STATE COLLEGE, PENNSYLVANIA

This musical theater program boasts alumni filling Broadway stages, including Maria Wirries, starring in this season’s The Lost Boys, and Teddy Wilson, starring in Cats: The Jellicle Ball. Kikora Franklin leads the school of theater, which also includes a BFA in acting, design and more, but recruits just 12 people a year for its musical theater program. The school commissions Broadway writers to pen musicals for students each year and recently has added in a new summer musical, where commercial producers can workshop and develop shows. Next year, the program will launch a two-week program for seniors to visit New York and meet with industry pros.
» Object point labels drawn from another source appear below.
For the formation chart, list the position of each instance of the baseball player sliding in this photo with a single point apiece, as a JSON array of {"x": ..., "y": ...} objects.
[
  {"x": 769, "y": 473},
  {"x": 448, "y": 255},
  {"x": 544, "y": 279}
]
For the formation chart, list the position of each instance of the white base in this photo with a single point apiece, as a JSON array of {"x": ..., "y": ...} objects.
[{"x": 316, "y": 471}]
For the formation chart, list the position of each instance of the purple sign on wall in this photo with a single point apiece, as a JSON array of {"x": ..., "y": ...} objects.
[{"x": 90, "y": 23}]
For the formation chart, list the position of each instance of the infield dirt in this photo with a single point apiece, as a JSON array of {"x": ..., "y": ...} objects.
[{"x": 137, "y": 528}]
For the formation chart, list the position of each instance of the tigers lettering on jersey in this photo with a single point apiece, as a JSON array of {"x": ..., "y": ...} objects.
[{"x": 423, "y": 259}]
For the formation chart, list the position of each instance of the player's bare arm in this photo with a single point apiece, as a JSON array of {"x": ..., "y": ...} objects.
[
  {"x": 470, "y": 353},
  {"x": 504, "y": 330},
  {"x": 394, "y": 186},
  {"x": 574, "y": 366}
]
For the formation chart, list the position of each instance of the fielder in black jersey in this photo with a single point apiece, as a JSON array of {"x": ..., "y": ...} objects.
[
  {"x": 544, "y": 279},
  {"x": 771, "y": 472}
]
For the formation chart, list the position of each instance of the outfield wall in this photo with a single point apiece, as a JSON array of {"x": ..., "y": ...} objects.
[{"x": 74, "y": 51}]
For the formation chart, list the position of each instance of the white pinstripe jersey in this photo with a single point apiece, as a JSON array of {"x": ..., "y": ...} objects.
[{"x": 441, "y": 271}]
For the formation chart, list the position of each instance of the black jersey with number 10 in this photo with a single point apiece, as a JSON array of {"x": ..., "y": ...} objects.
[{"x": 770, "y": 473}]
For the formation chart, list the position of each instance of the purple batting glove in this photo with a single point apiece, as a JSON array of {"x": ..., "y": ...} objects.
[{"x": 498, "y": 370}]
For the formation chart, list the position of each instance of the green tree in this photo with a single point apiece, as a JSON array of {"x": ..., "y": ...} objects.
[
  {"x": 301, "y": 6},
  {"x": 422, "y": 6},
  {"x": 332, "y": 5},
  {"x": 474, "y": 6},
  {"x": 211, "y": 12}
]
Undergrad tuition and fees for the upcoming year are $21,000 in-state and just under $42,000 out-of-state.

Elon

ELON, NORTH CAROLINA

The 16 students accepted to the undergraduate musical theater program go through a rigorous training process, which begins with classes in acting, voice and dance, and then allows students to explore individualized paths, including taking part in student-driven cabaret performances. Seniors also take part in a two-semester course on professional readiness and artistic identity, which includes bringing in casting directors and talent representation, with many students gaining representation or jobs out of this process. To that point, Campy Rodriguez, a current student in the senior class, is on Broadway in Aladdin, in addition to such alum as Taylor Trensch, who recently led the off-Broadway production of Bat Boy. Tuition and fees are close to $51,000.